We're all responsible for our country
How so?
> not to be the epicenter of a pandemic
Are we talking about the US? In what metric is the USA the epicenter? In deaths per capita? In infections per capita? I’m pretty sure US leads in testing per capita. I’m not being snarky, I really don’t know if you are referring to USA, and in what way.
I'm guessing you're referring to the probability/possibility of large, untracked or suppressed outbreaks in other countries - India, Iran, Russia, China, Brazil, etc.
Depending on the source of your data, extrapolations on personal experience or rumor or innuendo, or distrust of different government systems, there may very well be massive outbreaks - on the level or exceeding per capita infections in the US. Frankly, we don't have solid data, so it's hard to say.
The US has, best case, massive testing shortfalls and untested cases, periodic government attempts to downplay the issue, and chaotic spikes and overwhelmed systems. It is almost certainly still better in all of these areas than those countries listed above. We can't do anything about that though.
It's fog of war. But you're probably getting downvoted because the tone of your message seems to be one of 'pfft the US isn't that bad' - which by most metrics we seem to have, isn't the case, at least in high profile areas like Southern California. Keeping it from not being overly bad, near as we can tell, also requires taking serious and often painful approaches to the problem to mitigate it, which doesn't happen if it isn't taken seriously. Not taking those measure seems to make the problem even worse - in the sense of concrete, real people being dead that otherwise wouldn't be.
To more directly answer your question - in total number of REPORTED new cases and deaths, US is solidly number 1. As a percent of population, the only sizable country with more cases than the US right now is the Czech Republic - which is serious, but isn't going to get headline news like the US will. By tests per capita, the US is doing reasonably well - the only largish country doing better so far is the UK. However, considering the scope of it's spread in the US, that is probably misleading. Most countries haven't NEEDED to test so much.

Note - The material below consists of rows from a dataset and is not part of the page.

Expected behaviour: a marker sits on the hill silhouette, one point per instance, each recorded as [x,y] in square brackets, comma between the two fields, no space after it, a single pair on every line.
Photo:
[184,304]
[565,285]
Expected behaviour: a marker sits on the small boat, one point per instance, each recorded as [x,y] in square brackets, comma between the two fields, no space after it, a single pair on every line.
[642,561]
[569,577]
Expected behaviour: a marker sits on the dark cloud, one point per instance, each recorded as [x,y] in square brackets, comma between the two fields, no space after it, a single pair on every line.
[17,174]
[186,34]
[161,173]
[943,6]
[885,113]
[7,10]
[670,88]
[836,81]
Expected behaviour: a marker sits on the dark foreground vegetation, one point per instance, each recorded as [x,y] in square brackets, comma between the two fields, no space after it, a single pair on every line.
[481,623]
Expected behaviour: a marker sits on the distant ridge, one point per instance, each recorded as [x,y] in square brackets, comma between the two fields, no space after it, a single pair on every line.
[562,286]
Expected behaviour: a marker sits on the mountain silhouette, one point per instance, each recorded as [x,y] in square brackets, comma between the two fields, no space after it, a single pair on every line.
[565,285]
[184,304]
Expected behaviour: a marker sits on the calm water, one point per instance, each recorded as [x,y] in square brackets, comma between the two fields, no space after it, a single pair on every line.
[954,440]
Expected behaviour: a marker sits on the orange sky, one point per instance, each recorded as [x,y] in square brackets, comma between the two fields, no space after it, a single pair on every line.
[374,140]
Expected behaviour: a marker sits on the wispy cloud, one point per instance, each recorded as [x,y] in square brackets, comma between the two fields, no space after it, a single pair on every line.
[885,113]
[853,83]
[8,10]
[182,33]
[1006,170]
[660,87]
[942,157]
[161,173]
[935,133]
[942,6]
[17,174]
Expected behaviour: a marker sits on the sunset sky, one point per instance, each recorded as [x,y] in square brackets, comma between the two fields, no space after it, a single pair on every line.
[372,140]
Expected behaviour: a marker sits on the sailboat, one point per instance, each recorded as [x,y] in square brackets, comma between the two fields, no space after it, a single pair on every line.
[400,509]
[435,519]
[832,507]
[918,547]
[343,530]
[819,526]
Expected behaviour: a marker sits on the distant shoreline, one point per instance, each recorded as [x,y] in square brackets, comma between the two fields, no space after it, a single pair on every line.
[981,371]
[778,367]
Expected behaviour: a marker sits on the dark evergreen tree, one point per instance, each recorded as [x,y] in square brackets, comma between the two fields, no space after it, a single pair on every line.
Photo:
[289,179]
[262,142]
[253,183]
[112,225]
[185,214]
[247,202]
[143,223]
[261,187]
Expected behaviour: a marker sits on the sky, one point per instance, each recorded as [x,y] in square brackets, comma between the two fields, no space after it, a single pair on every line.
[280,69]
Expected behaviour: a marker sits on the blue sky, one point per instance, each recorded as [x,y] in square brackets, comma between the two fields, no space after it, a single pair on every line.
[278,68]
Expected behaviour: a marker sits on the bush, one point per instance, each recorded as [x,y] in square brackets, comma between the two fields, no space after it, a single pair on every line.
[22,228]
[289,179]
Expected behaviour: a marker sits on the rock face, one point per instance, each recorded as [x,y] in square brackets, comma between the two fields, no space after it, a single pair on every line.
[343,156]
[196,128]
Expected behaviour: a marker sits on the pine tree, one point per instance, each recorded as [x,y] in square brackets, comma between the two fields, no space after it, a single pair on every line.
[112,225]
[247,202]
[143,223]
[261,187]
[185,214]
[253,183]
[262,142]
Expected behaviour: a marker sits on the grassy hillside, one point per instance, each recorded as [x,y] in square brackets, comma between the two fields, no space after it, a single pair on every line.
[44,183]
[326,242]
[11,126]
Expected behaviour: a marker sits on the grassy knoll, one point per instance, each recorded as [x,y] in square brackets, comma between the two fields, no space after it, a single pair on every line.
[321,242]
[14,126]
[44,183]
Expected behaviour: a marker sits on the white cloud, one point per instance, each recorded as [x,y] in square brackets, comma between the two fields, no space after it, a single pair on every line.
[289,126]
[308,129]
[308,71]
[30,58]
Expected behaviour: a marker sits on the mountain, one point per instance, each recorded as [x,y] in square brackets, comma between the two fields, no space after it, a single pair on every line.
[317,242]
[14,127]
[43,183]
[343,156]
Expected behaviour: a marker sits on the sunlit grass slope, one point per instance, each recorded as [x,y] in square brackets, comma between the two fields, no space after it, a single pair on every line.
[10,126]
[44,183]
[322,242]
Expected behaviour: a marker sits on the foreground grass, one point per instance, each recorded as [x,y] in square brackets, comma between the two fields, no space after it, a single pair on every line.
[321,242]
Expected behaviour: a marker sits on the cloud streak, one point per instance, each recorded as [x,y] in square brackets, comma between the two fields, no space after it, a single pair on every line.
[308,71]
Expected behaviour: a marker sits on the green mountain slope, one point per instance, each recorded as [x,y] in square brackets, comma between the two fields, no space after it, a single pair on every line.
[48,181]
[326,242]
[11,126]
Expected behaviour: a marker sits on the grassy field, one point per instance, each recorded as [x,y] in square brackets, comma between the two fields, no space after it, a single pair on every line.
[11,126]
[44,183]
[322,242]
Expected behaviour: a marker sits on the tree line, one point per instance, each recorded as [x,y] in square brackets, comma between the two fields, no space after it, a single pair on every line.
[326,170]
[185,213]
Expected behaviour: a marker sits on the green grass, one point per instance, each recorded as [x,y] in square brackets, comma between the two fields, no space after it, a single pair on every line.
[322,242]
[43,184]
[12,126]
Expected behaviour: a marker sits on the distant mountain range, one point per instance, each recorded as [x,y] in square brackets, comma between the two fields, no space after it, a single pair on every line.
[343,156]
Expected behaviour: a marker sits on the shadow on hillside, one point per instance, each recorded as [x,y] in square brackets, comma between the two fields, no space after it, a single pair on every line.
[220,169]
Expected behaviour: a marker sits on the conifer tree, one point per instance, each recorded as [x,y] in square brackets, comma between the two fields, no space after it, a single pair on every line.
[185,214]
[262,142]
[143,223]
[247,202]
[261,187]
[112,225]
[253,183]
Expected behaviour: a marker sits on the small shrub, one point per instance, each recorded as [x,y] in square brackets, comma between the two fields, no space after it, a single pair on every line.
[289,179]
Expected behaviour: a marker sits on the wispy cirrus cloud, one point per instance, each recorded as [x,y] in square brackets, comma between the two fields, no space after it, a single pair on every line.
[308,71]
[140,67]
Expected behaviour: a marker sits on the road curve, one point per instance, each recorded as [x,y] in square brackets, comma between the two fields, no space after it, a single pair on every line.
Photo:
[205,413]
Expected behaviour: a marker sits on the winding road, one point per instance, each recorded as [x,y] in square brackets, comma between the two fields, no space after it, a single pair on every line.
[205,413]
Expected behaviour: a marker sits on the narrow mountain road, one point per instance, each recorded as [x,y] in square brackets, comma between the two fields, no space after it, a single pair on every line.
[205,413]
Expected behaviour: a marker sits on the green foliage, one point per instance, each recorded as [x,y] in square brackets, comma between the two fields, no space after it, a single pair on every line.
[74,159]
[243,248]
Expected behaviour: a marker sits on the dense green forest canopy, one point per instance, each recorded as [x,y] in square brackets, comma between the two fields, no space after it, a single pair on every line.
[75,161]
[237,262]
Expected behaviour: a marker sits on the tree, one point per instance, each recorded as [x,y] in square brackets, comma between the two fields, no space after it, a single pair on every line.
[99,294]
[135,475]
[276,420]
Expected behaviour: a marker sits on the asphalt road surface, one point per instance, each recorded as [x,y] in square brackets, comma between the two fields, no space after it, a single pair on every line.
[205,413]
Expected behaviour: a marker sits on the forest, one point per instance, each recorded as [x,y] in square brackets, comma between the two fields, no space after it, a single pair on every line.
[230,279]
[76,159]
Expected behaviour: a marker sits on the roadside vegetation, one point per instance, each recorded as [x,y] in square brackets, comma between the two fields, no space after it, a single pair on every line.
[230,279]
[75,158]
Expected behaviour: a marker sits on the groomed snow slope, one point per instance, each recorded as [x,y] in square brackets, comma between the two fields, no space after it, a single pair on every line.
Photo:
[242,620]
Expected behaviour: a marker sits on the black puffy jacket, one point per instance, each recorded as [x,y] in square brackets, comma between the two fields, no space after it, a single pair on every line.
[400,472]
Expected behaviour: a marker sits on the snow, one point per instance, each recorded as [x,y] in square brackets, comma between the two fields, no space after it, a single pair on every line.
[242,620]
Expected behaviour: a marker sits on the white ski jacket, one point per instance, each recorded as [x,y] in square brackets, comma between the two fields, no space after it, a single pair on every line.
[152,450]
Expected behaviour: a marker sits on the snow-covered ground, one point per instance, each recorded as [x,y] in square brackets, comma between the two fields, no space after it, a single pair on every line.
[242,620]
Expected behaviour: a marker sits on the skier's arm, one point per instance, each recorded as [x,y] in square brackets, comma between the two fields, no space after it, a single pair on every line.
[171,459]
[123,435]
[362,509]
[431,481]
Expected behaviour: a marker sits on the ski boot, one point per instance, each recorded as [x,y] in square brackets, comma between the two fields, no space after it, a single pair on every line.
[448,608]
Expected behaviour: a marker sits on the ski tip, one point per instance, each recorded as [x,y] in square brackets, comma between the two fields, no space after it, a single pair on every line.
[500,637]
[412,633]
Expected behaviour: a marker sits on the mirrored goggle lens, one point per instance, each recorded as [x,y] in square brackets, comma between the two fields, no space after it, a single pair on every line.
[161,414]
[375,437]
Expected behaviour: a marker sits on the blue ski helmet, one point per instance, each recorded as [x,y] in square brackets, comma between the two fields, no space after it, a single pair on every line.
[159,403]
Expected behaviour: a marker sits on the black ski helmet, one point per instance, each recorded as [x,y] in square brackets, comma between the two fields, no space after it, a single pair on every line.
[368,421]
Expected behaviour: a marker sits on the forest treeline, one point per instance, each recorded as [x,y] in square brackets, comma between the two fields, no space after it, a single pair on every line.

https://www.worldometers.info/coronavirus/
Feel free to click on the various sorting widgets to see it from different views.
I think you are mistaken to lump China in those countries.
People are constantly underestimating the Chinese relationship with contagion. I guarantee that China would not be able to hide any major covid outbreaks. Word would escape to outside relatives.
Chinese people are extremely averse to contagion, coupled with a deep surveillance infrastructure and strong authoritarian government they are in a solid position to hold covid at bay.
Same with India. They could maybe hide cases due to incompetence but news of deaths just cannot be hidden in a country as dense as India.
Regarding India - https://www.thelancet.com/journals/lancet/article/PIIS0140-6...
Regarding China - https://www.cidrap.umn.edu/news-perspective/2020/04/china-up...
As I said, there is plenty of room to dig and analyze.
> I’m pretty sure US leads in testing per capita.
US is maybe 3rd, behind United Arab Emirates, and UK. But countries like Iceland and Korea that used aggressive test-trace-isolate to get the epidemic in control, they did get the epidemic in control so they don't have a continuous need for large daily volumes of testing.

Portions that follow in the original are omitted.